Once again this week, I had the opportunity to volunteer for the Bureau of Land Management. The last time we were repairing cattle fences and found a whole bunch of poop. This time around was a bit more lively. There’s a snake that’s not endangered, but may find itself on the list soon. Our mission: Find them. Find one. Find any sign of one. You get the point.
This is what they look like, stole the pic off GIS.
The snakes we were after live in and under rotten and fallen trees. I was given a quick lesson on the snakes and a slightly longer lesson on what to do if I came across the scarier rattle snake. Then we took off. All day I was crawling on the riverbank tearing apart logs and trying to figure out what poisen ivy really looks like. The location we were surveying is in the Yakima River Canyon, and it’s crazy beautiful.
Near the river, it is lush and wet. There’s brush and thriving vegetation and this is where we expected to find the little guys. I wasn’t seeing any snakes, but I did find the craziest centipede I ever saw.
We traveled a little ways away from the river, where is was dryer and there were less fallen trees. Here, we rolled rocks over looking at this point for ANY reptiles at all. Once again, I found something pretty spectacular, but it was not a snake.

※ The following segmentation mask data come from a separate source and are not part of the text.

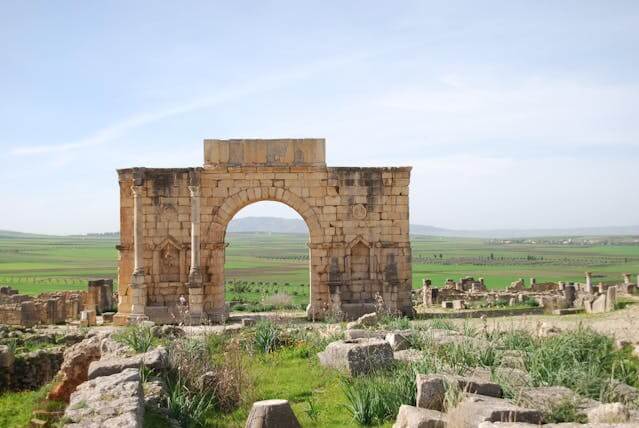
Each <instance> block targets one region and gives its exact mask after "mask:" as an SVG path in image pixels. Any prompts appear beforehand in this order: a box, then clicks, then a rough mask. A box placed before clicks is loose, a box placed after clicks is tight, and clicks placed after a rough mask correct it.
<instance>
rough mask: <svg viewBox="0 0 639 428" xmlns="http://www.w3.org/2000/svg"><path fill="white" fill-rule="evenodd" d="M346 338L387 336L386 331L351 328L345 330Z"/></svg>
mask: <svg viewBox="0 0 639 428" xmlns="http://www.w3.org/2000/svg"><path fill="white" fill-rule="evenodd" d="M344 337H346V339H350V340H354V339H373V338H374V339H384V338H385V337H386V332H385V331H376V330H364V329H359V328H357V329H351V330H346V331H345V332H344Z"/></svg>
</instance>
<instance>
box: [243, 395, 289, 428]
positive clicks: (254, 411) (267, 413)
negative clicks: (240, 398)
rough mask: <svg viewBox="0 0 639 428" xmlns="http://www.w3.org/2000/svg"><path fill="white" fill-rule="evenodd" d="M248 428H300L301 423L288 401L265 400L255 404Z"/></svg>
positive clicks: (248, 416)
mask: <svg viewBox="0 0 639 428" xmlns="http://www.w3.org/2000/svg"><path fill="white" fill-rule="evenodd" d="M245 426H246V428H300V423H299V421H298V420H297V417H295V413H293V409H291V405H290V404H289V403H288V401H287V400H265V401H257V402H255V403H253V407H251V413H249V416H248V418H247V420H246V425H245Z"/></svg>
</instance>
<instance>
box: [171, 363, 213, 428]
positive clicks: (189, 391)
mask: <svg viewBox="0 0 639 428" xmlns="http://www.w3.org/2000/svg"><path fill="white" fill-rule="evenodd" d="M165 384H166V405H167V406H166V407H167V409H168V411H169V413H170V414H171V416H172V417H173V418H174V419H177V420H178V421H179V422H180V425H182V426H187V427H188V426H204V423H205V421H206V415H207V414H208V413H209V412H210V411H212V410H213V409H214V405H215V396H214V395H213V394H211V393H207V392H202V391H197V390H193V389H191V388H189V386H188V384H187V383H186V382H185V380H184V379H183V378H182V377H181V376H180V373H179V371H176V372H175V373H173V374H172V375H170V376H166V377H165Z"/></svg>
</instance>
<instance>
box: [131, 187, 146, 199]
mask: <svg viewBox="0 0 639 428" xmlns="http://www.w3.org/2000/svg"><path fill="white" fill-rule="evenodd" d="M131 192H132V193H133V196H134V197H135V196H143V195H142V192H144V186H140V185H137V184H134V185H133V186H131Z"/></svg>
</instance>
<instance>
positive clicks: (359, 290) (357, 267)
mask: <svg viewBox="0 0 639 428" xmlns="http://www.w3.org/2000/svg"><path fill="white" fill-rule="evenodd" d="M346 260H347V266H346V271H347V272H348V275H349V279H350V290H349V291H350V293H349V297H350V298H351V299H352V300H353V301H361V300H365V301H370V300H371V299H372V298H373V293H372V290H371V249H370V246H369V244H368V242H366V241H365V240H364V239H362V238H357V239H355V240H354V241H353V242H351V244H350V245H349V246H348V253H347V257H346Z"/></svg>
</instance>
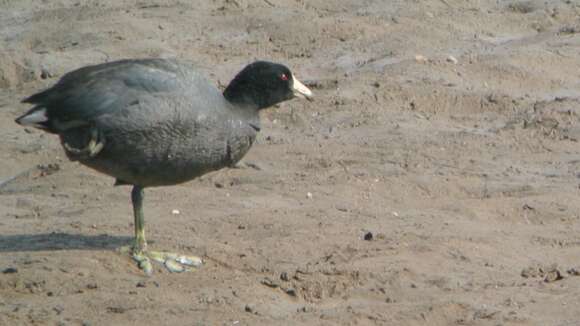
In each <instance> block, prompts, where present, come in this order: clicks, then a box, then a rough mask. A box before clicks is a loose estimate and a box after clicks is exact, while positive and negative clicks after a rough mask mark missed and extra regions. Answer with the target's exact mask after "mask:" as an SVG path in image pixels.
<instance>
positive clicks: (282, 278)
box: [280, 272, 290, 282]
mask: <svg viewBox="0 0 580 326" xmlns="http://www.w3.org/2000/svg"><path fill="white" fill-rule="evenodd" d="M280 279H281V280H282V281H284V282H288V281H290V276H288V273H286V272H282V273H281V274H280Z"/></svg>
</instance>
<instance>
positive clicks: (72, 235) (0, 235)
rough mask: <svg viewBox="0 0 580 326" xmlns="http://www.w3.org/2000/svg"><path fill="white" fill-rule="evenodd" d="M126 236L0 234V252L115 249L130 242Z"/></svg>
mask: <svg viewBox="0 0 580 326" xmlns="http://www.w3.org/2000/svg"><path fill="white" fill-rule="evenodd" d="M131 240H132V238H131V237H127V236H111V235H106V234H101V235H83V234H70V233H43V234H15V235H0V252H21V251H45V250H95V249H115V248H118V247H121V246H125V245H128V244H130V243H131Z"/></svg>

What you are looking at is a scorpion. I found two. In total, the survey group found four. Scorpions dance too. Luckily they danced after I moved my hands away from the reach of their stingers.
We were having zero luck finding snakes, so we moved even higher up the canyon into the dry, desert like ground. There are cacti everywhere and perfect spots for the lovely rattle snakes to bask in the sun. After only a few minutes one woman found a rattler, sitting peacefully. Myself and the other snake searcher headed over to take a look at the snake.
Being as I am timid of anything that contains venom, I unwisely decided to take a long loop around to the nest and in the process stepped right over a bull snake. They look similar to the rattler, but are harmless. That got my blood pumping and I was on high alert. I gingerly climbed up further, still taking the round about way in order to not walk face into the rattle snakes nest. Ten feet before reaching the nest I placed my foot directly into another rattler’s nest and pissed him off royally. He shook his tail at me with that familiar sound I had heard a million times before, but only on television. I found a taller rock and stood on top yelping like a little girl.
“STAND STILL!!” was yelled my way a few times and I calmed down and watched the dangerous critter disappear. After it was out of sight, I changed my course and followed the biologist’s path to the first found snake so I could get a look.
It was amazing. I was standing, looking at a rattle snake. He was calm and happy all snuggled up with himself.
Pretty soon after that we changed locations and kept on looking for the elusive sharp tailed species. Never found one. Apparently the last time one was seen in the area was over thirty years ago. Even where there’s plenty sharp tails, they are difficult to find because they do not come out in the open, instead, spend their time in the ground and in fallen tress.
So, I suck at finding sharp tailed snakes, but I’m awesome at locating wildlife with deadly venom. I’m strangely proud of this.